I replaced the SSD intent log drive with an NVME drive, and the system is much more stable now.

David Johnson
Director of Development, Maxis Technology
844.696.2947 ext 702 (o) | 479.531.3590 (c)

 

Follow us: 



On Thu, May 27, 2021 at 5:57 PM David Johnson <djohnson@maxistechnology.com> wrote:
Hi ovirt gurus,

This is an interesting issue, one I never expected to have.

When I push high volumes of writes to my NAS, I will cause VM's to go into a paused state. I'm looking at this from a number of angles, including upgrades on the NAS appliance.

I can reproduce this problem at will running a centos 7.9 VM on Ovirt 4.5.

Questions:

1. Is my analysis of the failure (below) reasonable/correct?

2. What am I looking for to validate this?

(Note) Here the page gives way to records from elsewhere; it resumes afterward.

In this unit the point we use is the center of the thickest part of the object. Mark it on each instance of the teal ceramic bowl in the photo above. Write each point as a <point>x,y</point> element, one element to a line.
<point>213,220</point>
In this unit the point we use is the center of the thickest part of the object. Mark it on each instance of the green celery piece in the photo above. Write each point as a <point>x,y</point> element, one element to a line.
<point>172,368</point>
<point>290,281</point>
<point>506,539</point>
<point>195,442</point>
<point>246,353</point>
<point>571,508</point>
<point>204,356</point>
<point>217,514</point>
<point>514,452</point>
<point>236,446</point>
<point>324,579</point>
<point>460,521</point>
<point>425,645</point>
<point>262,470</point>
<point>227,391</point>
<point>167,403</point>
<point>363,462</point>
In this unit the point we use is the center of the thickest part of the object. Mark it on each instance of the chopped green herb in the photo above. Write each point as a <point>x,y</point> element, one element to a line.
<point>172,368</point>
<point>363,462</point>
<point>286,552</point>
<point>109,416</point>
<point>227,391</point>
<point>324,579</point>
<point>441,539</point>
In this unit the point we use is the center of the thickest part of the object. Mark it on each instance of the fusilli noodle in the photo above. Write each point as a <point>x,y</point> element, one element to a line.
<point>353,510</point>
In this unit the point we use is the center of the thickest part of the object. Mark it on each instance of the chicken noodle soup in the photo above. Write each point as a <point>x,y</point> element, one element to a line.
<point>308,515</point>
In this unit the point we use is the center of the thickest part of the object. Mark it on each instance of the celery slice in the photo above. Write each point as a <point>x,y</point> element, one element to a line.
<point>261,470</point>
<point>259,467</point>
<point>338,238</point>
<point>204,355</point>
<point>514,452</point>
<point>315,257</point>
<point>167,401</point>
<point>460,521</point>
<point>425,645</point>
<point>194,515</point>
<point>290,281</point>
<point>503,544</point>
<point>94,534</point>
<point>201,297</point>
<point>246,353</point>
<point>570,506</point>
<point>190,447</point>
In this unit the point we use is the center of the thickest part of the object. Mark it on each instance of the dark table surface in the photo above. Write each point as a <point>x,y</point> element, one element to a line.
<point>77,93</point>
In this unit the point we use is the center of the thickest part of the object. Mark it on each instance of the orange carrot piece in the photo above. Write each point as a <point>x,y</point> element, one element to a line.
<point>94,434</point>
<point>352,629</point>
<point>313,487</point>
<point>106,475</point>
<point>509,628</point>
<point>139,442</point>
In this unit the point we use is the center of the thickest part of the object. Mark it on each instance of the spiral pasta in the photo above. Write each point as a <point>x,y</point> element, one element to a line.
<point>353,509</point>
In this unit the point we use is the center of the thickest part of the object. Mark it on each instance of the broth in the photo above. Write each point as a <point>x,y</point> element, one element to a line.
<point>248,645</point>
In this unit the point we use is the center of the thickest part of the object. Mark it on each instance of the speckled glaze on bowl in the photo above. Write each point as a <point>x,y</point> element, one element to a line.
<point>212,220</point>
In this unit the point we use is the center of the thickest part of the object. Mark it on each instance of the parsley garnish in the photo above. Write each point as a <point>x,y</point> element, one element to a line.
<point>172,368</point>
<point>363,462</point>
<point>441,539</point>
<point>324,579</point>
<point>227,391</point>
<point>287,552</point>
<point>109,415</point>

3. Is there a configuration that I can set to make it a little more robust while I acquire the hardware to improve the NAS?


Reproduction:

Standard test of file write speed:

[root@cen-79-pgsql-01 ~]# dd if=/dev/zero of=./test bs=512k count=4096 oflag=direct
4096+0 records in
4096+0 records out
2147483648 bytes (2.1 GB) copied, 1.68431 s, 1.3 GB/s

Give it more data

[root@cen-79-pgsql-01 ~]# dd if=/dev/zero of=./test bs=512k count=12228 oflag=direct
12228+0 records in
12228+0 records out
6410993664 bytes (6.4 GB) copied, 7.22078 s, 888 MB/s


The odds are about 50/50 that 6 GB will kill the VM, but 100% when I hit 8 GB.

Analysis:

What I think appears to be happening is that the intent cache on the NAS is on an SSD, and my VM's are pushing data about three times as fast as the SSD can handle. When the SSD gets queued up beyond a certain point, the NAS (which places reliability over speed) says "Whoah Nellie!", and the VM chokes.


David Johnson